Opinioni

Il magistrato. I fuggitivi dal "Beccaria" e il dovere di accogliere e formare al lavoro

Luigi Patronaggio mercoledì 28 dicembre 2022

Caro direttore,

nulla so dei sette minorenni fuggiti dal carcere “Beccaria” a Milano e nulla so dei delitti di cui gli stessi devono rispondere e tuttavia queste due circostanze sono assolutamente ininfluenti rispetto al ragionamento che voglio sviluppare come padre e come magistrato.

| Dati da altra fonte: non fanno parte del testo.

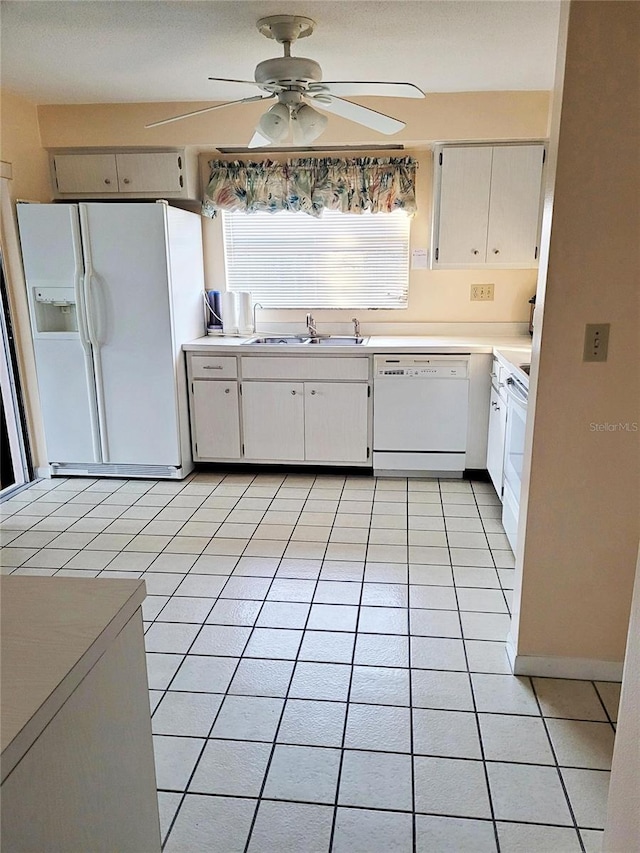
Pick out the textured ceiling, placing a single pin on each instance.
(133, 50)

So infatti nella mia duplice veste di quanta immaturità e fragilità vi sia in un adolescente e so allo stesso modo come la via del crimine sia fatta di solitudine, povertà economica e di affetti, di mancanza di valori e di esempi da seguire, di assenza di vita sociale all'interno di una vera comunità dove si respiri solidarietà ed amicizia.

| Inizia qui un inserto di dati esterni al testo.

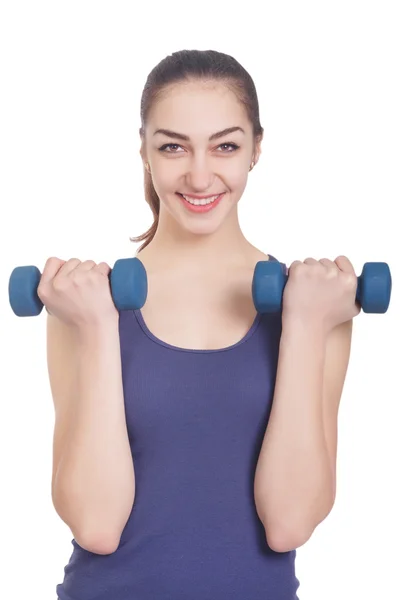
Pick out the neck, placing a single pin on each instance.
(175, 247)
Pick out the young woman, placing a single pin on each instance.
(195, 439)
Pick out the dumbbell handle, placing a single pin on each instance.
(372, 293)
(127, 278)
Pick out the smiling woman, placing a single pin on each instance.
(198, 365)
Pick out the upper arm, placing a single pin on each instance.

So ancora che la punizione è solo una, e forse la meno importante, delle modalità della rieducazione. Ma so anche che l'ascolto, la guida nella crescita, la formazione e l'offerta di una occasione sono metodi di rieducazione sicuramente più complessi della repressione eppure assolutamente più efficaci. E so ancora che è facile e poco costoso costruire gabbie – specie se invivibili – mentre è molto più dispendioso costruire scuole e formare educatori e psicologi. Allo stesso modo so che dalla gabbia esce un cane più rabbioso e incattivito di prima mentre da una buona scuola e da una comunità di accoglienza esce un uomo e un cittadino con una minore propensione a delinquere e una maggiore voglia di provarsi nel lavoro. Ho infine la certezza che fra le tante strade che il legislatore e il giurista possono tracciare ve n'è una che non può fare a meno di tre concetti guida: accoglienza, formazione e lavoro. Ma per accogliere occorrono psicologi, per formare occorrono educatori e per offrire lavoro occorre incentivare i datori di lavoro, garantendo loro la sicurezza dell'investimento.

Che in questo nuovo anno si cominci quindi a parlare del carcere con occhi e criteri nuovi, reprimendo dove non c'è altra alternativa alla sicurezza sociale, ma investendo tutte le energie economiche e intellettuali possibili per far sì che le carceri, e soprattutto le strutture dedicate ai minorenni, diventino luogo di crescita che, alla fine del disegnato percorso educativo, consegnino alla società un uomo con la sua dignità di cittadino e di lavoratore. E ciò al netto del rispetto che è dovuto alle varie energie, poliziotti e operatori penitenziari vari, che attualmente si prodigano in situazioni difficili, e talvolta pericolose, con carenza di organici e mezzi.